Enhancing monitoring of suspicious activities with AI-based and big data fusion

View article
PeerJ Computer Science

Introduction

The issue of armed conflict in Thailand’s southern border regions has serious consequences for national security, the protection of government personnel, and the safety of inhabitants. Moreover, it adversely affects the economy, investments and industry of tourism. The current approach does not make use of trusted technologies and information sources. Furthermore, individuals’ roles have shifted from being passive consumers of official data to active creators and disseminators of information. However, no genuine remedy to these problems has been created or implemented (Schuldt, 2021). These issues have prompted study and development efforts in the realm of surveillance technologies (Thaiparnit, Chumuang & Ketcham, 2018; Inyaem et al., 2010; Inyaem, Meesad & Haruechaiyasak, 2009). One such initiative involves a security program concept that verifies identities of individuals by analyzing their facial features before granting access to boarding areas, entrances and passenger cabins (Pumpong et al., 2021; Bite, 2010; Milne et al., 2019). Additionally, a prototype area security programming system has been developed to identify suspicious items near the base positions (Jaturapitpornchai et al., 2019; Steno et al., 2021; Kemp, 2007).

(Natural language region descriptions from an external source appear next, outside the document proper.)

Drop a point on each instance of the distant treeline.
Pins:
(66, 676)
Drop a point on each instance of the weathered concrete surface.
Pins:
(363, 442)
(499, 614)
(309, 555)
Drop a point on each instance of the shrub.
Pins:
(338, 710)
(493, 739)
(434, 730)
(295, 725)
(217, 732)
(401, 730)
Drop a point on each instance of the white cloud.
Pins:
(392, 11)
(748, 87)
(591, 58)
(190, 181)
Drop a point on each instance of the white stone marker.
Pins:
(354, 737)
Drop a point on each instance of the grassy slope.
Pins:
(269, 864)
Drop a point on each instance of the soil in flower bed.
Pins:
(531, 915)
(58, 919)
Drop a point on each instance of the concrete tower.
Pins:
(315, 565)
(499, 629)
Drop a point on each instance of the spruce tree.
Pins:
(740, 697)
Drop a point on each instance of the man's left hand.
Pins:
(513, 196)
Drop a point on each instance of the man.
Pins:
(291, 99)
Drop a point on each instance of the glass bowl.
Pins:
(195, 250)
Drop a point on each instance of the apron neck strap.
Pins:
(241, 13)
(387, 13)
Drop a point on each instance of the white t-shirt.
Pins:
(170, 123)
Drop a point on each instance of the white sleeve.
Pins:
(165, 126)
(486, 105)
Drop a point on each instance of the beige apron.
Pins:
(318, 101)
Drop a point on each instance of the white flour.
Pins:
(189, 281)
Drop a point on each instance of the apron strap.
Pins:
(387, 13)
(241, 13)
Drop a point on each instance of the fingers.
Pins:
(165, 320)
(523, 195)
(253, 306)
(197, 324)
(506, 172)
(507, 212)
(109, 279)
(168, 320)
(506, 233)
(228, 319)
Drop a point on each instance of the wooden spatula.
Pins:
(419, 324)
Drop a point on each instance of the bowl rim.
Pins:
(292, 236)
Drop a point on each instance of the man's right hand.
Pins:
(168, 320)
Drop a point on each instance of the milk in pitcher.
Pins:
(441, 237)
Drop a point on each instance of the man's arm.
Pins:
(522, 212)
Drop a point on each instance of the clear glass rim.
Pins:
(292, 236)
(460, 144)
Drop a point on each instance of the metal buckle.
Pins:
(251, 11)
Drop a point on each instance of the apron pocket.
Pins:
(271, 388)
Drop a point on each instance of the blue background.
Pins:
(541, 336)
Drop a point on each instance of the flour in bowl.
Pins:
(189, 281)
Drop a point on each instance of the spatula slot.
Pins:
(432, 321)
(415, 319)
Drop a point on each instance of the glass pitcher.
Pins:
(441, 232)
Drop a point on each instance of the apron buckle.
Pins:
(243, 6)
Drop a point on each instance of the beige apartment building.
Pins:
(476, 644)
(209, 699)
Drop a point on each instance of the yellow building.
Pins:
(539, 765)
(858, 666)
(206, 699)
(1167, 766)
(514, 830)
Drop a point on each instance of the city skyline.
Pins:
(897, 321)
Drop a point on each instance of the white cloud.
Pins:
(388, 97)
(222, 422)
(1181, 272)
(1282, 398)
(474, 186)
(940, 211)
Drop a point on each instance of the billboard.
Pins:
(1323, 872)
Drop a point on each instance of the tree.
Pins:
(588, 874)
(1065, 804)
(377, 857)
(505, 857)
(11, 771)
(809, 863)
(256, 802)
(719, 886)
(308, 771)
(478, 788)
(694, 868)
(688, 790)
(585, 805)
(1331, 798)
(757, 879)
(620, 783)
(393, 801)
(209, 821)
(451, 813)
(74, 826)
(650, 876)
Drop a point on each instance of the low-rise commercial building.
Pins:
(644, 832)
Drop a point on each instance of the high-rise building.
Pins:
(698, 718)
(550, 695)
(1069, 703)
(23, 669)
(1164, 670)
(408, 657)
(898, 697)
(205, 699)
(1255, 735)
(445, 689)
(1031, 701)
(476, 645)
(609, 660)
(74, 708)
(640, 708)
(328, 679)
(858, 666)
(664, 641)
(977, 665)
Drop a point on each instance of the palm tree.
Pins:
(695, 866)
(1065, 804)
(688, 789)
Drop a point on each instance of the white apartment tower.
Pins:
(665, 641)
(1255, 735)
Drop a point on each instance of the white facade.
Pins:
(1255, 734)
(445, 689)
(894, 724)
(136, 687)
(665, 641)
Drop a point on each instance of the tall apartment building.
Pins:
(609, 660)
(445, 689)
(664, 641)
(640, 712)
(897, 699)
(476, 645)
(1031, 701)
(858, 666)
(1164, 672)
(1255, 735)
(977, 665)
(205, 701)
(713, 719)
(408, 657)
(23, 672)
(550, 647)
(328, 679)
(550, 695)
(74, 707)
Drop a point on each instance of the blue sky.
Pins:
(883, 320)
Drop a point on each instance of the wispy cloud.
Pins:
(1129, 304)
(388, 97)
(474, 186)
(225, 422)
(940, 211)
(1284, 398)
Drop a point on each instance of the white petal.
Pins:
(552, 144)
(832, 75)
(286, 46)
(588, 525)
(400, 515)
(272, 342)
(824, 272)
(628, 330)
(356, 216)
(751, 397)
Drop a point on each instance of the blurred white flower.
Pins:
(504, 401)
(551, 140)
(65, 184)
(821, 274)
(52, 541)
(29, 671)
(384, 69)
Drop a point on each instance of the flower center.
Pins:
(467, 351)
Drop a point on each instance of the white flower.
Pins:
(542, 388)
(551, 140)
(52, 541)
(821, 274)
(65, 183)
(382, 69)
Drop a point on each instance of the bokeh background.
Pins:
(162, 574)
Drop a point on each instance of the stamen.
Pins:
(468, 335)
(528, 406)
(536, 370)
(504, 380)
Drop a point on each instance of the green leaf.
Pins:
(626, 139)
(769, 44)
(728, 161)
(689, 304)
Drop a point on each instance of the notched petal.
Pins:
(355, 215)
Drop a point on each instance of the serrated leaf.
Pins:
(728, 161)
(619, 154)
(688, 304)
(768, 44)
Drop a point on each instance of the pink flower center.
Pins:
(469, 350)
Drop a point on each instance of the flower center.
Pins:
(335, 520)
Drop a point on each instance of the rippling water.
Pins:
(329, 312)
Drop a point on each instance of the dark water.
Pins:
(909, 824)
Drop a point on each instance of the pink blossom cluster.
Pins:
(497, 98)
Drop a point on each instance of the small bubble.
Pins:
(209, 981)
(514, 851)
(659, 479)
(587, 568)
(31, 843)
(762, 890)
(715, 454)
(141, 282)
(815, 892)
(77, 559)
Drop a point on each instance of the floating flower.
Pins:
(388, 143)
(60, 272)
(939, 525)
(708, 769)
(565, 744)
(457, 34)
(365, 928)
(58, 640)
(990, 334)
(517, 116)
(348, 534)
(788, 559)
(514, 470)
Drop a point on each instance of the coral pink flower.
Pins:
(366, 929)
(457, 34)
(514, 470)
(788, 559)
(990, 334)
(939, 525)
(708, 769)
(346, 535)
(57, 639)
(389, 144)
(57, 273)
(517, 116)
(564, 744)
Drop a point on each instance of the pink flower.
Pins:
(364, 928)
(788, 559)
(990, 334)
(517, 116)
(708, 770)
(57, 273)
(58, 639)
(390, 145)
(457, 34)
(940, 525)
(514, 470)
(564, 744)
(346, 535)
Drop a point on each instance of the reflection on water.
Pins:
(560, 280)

Considering these circumstances, our study proposes a detection system for suspicious activities based on artificial intelligence for organization surveillance. The system utilizes fusion of large amounts of data and aims to fulfill the requirement for comprehensive and efficient system development, with a specific focus on integrating news data from diverse databases. Analyzing and displaying connections between occurrences via charts and maps, this system is poised to effectively support big data analysis in the near future.

Literature Review

In recent years, the rising conflict in Thailand’s southern frontier areas has become an important concern, harming national security, the protection of governmental staff and the well-being of inhabitants. This issue has also led to significant economic losses, discouraging investments and impacting the tourism sector. The absence of effective technology and trusted information sources compounds the challenge faced in resolving this crisis (Ansell, Boin & Keller, 2010). Individuals have transformed from passive consumers of government data to active creators and disseminators of news and information because of the emergence of social media and citizen journalism. However, despite the abundance of information available, there is a lack of concrete applications and systems developed to address this specific problem (Baine, 2001). To bridge this gap, researchers have explored the application of surveillance technology as a potential solution.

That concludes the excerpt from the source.